現在も城下町の面影を残す場所であり、甘楽町も「城下町小幡」として観光アピールをしている(下の写真は城下町の用水路で、春には桜の名所でもある)
織田氏が領主時代の遺構としては陣屋の跡と、それに隣接する庭園・楽山園があり、特に楽山園は群馬県内に残る唯一の大名庭園として国指定の名勝となっている。
近年大規模な整備・復元事業が行われ、館の門や長屋などが復元され、庭園も往時の姿が再現された。
楽山園は江戸初期の作で、戦国武将庭園から大名庭園への移行期の庭園であり、茶室や亭も復元されている。
楽山園の周囲には、武家屋敷の様子を残す家屋もあり、髙橋家の白壁と蔵(下の写真一枚目)や、山田家の石垣(通称「喰い違い郭」、下の写真二枚目、三枚目)などはその代表例である。
楽山園の南方には、織田家の菩提寺の崇福寺があり、それに隣接する織田公公園は近年整備されたもので、園内には織田家の墓所がある。

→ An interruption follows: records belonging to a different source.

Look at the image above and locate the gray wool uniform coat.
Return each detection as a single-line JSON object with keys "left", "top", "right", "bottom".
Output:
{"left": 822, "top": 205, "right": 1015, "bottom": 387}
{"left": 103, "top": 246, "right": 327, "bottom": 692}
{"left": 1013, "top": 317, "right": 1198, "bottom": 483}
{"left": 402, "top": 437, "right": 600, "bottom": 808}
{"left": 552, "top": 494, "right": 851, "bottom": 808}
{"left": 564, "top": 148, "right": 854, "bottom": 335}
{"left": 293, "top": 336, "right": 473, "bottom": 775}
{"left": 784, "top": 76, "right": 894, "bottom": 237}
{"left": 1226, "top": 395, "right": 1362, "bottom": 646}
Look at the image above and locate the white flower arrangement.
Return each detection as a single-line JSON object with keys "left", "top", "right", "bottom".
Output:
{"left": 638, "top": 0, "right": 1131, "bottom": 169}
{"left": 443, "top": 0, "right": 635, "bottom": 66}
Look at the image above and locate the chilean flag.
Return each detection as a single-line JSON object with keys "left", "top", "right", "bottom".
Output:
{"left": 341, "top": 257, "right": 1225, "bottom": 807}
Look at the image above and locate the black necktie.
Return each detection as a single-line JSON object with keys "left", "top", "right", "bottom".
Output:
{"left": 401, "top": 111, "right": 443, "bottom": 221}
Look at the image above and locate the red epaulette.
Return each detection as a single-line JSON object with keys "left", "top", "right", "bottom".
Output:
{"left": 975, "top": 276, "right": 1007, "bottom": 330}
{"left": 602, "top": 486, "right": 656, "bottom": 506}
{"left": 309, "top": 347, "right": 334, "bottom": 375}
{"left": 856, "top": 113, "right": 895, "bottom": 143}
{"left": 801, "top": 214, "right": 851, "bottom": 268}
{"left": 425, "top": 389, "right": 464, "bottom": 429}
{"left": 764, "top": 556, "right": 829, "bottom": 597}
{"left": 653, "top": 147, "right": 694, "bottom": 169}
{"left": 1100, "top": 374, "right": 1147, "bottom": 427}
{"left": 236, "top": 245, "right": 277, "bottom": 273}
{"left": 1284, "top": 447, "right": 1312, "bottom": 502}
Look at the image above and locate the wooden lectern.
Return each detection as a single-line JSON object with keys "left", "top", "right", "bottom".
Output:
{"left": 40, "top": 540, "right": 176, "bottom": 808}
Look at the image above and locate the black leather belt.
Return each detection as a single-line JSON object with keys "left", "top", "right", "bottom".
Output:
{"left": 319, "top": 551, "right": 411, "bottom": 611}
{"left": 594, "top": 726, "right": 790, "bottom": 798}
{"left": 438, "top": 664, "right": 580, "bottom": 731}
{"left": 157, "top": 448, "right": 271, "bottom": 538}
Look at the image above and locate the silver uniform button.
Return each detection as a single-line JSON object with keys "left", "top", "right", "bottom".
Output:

小幡藩織田家は、織田信長の次子・信雄を初代とする家系で、信雄以下七代にわたって小幡を領有した(七代信富の時代に明和事件に連座して転封となった)。
かつては墓塔が建ち並ぶだけであったが、現在は墓塔には覆屋が設けられている。
墓塔はいづれも五輪塔で、最も大型の石塔は初代信雄のものであるが(下の写真一枚目)、形式からするにおそらく没後かなり経ってから造立されたものと思われる(再建か)。

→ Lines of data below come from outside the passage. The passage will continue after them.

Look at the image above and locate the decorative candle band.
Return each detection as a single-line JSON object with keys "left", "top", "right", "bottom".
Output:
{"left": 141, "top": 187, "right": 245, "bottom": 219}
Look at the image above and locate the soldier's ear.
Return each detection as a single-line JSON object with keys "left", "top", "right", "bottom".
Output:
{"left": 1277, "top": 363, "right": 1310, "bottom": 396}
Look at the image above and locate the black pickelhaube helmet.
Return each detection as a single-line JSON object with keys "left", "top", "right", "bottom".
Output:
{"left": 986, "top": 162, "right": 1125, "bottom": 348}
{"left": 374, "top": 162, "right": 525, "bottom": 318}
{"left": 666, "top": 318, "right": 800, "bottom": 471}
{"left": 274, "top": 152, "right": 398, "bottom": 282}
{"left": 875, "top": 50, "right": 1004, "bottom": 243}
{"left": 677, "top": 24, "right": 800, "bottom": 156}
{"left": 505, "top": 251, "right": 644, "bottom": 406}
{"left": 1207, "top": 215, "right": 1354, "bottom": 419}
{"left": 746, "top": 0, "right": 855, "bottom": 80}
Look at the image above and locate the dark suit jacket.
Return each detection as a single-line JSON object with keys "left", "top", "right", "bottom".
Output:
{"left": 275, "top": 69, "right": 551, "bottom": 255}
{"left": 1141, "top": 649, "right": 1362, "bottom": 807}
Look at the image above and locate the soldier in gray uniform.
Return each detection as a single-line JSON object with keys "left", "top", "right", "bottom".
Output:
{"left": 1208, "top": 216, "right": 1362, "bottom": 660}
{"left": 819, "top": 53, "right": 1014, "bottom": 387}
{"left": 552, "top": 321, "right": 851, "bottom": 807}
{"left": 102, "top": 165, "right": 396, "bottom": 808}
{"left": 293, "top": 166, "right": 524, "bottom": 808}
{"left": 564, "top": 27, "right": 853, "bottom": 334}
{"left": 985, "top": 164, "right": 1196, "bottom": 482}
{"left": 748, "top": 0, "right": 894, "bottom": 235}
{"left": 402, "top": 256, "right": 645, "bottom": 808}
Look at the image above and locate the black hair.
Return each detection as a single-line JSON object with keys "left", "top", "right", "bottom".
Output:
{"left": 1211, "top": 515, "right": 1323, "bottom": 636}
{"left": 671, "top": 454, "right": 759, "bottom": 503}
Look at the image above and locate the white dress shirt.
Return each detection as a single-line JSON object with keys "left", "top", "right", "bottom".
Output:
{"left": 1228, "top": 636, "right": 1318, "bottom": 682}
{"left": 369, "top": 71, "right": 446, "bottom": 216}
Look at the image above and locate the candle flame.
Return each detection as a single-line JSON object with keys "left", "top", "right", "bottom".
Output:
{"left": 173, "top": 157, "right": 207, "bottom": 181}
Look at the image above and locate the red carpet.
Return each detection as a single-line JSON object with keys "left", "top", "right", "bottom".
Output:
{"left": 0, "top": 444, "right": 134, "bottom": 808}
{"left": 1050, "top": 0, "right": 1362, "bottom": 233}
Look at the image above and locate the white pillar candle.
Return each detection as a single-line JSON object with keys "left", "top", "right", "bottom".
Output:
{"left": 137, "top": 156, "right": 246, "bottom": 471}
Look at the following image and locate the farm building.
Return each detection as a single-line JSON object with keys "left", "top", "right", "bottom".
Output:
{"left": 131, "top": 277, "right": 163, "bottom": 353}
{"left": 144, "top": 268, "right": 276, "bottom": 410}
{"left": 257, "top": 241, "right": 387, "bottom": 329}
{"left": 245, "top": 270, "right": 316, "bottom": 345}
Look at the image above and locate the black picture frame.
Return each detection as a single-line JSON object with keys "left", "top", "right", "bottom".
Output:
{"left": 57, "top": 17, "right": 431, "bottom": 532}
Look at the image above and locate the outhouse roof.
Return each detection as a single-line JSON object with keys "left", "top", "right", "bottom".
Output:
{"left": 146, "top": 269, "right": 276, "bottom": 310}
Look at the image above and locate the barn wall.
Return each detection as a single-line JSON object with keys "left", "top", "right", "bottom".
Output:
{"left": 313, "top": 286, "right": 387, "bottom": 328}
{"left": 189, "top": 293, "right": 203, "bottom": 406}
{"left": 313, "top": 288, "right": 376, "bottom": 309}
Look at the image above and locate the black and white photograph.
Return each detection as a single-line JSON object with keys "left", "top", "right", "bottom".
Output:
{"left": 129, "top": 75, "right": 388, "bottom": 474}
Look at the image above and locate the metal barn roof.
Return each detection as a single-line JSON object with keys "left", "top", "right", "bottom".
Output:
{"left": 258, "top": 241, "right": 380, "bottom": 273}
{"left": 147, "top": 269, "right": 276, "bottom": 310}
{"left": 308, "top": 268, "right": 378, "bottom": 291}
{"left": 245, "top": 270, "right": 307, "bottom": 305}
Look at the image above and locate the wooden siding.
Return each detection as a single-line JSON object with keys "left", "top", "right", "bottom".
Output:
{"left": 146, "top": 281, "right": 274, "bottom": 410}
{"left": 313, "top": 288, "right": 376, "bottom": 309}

信雄の隣にあるやや小ぶりな五輪塔は、駿河大納言忠長の岳父である二代信良のものである(下の写真二枚目)。
七代の墓塔のうち、六代信就と七代信富の五輪塔は、破損が激しいが造立年代はおそらく戦国期以前に遡ると思われ、当初の墓塔が失われたために別の石塔で代用したものと推測される(五輪塔の下にあるのは、宝篋印塔の基礎か)。